A mathematical model and a computer program was developed to simulate these phenomena. The model was based on the sink/source concept at the pipeline connections. A connection between two pipeline sections of different slopes was conveniently called elbow. An elbow accumulates liquid as a sink, and releases liquid as a source. The sink/source has a characteristic capacity of its own. This capacity is positive if the liquid can indeed be accumulated at the elbow or negative if the liquid is actually drained away from the elbow. This type of treatment effectively isolates the flow upstream from an elbow from that downstream, while still allowing flow interactions between two detailed pipeline sections. The hydrodynamic flow model was also used to calculate the film liquid holdup in horizontal and inclined pipelines. The model can successfully predict the liquid film holdup if the liquid film height is assumed to be uniform through the gas pocket. Many other models were used to calculate all the needed parameters to perform the sink/source model.

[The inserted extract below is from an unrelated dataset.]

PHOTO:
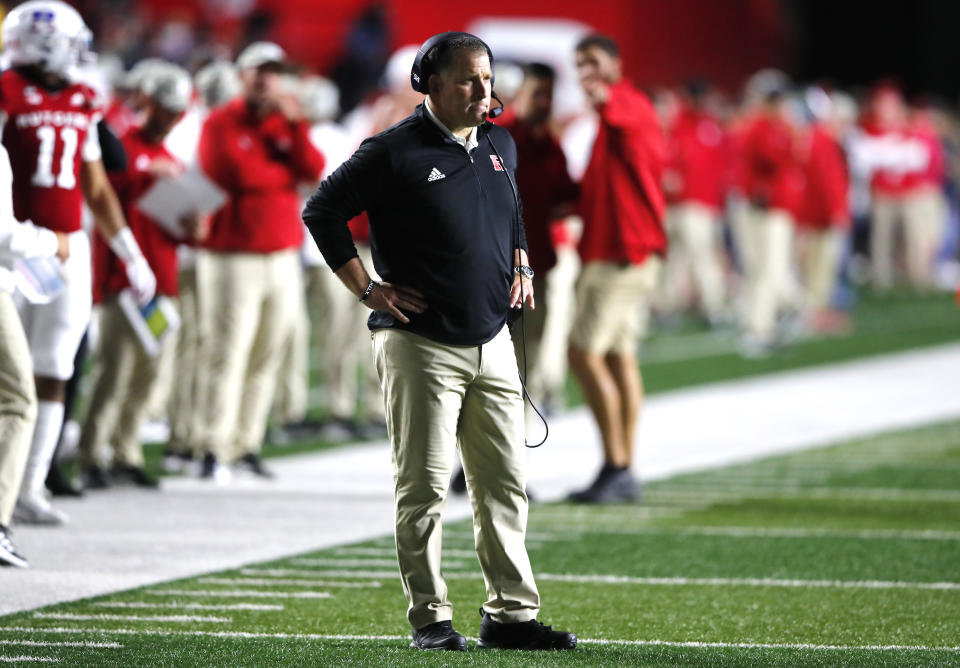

The overall effect of a hill or terrain on slug flow depends on the operating flow rates and pipeline configurations. For special case of near constant slug frequency corresponding to moderately high superficial liquid and gas velocities, this effect was found to be small. The changes in the film characteristics between two adjacent pipeline sections were found to be mostly responsible for the pseudo-slug generation, slug growth and dissipation in the downstream pipeline sections. The film liquid holdup decreased with increasing pipe diameter. The unit slug length increased at the upstream inclined pipes and decreased at the downstream inclined pipes with increasing pipe diameter. The possibility of pseudo-slug generation was increased at large pipe diameters even at high sink capacities. At low sink capacities, no pseudo-slugs were generated at high superficial velocities. The slug flow characteristics was more effected by low superficial gas and liquid velocities, large pipe diameters and shallow pipeline inclinations.